Not enough chaperones, by any means, tho...
I don't know enough about it to say. But I've seen how our high school marching band chaperones trips. They really seem to know what they're doing and have the system down pat. They are all over those kids (within reason, of course), and they're a very disciplined group to begin with. I sent my DD to Florida with them last December with very few qualms. However, I doubt I'd send my kids out of the country without DH or myself along even with that level of supervision.
My cousin was head of the music dept. in her school and also led the marching band and went on many trips. They are very disciplined, and that's not really a vacation, I think most of their time is accounted for.

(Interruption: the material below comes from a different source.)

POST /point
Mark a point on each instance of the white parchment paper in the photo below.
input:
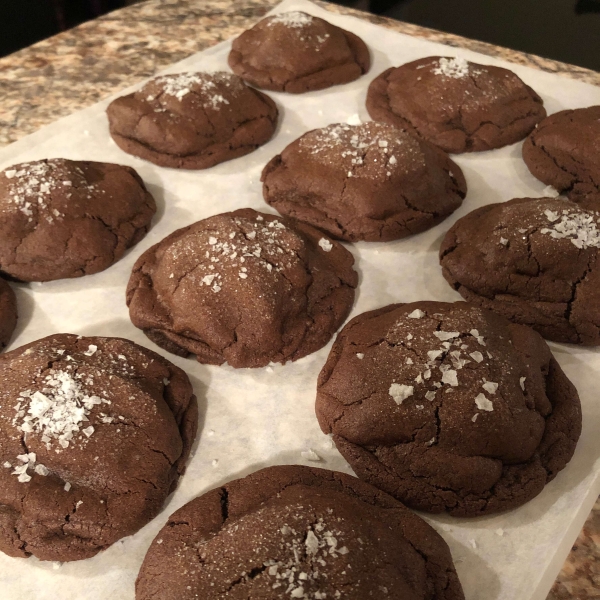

Re: Natalee Holloway, I believe there were over 100 students and only 7 chaperones. Impossible mission if you ask me. Such a sad and scary story.
IMHO, keeping one's room clean is not a sign of immaturity. 40s don't keep a neat house. Letting things go till the last minute is not a sign of immaturity either. The world is full of adults that do that.
If she has the money to pay for the cruise and she is earned the money herself, you can not say much about it. To expect adult supervision for 18 year olds will not happen. However, if you are supporting her and you don't have the money or her going means that you have to pay for her extras (her gas ....) then you have every right to tell her "not on my coin". You can use the ploy that she has to earn the money for the trip, all the money, while still paying for her gas, entertainment and what other items you expect her to pay for now. No advance from Mom or Dad to pay for the ticket. That might help to dampen her plans.
I would be a bit nervous about young pretty women going on cruises, even if they are in the mid 20s or older. There has been incidents and if the cruise ship is in international waters, there is very little recourse.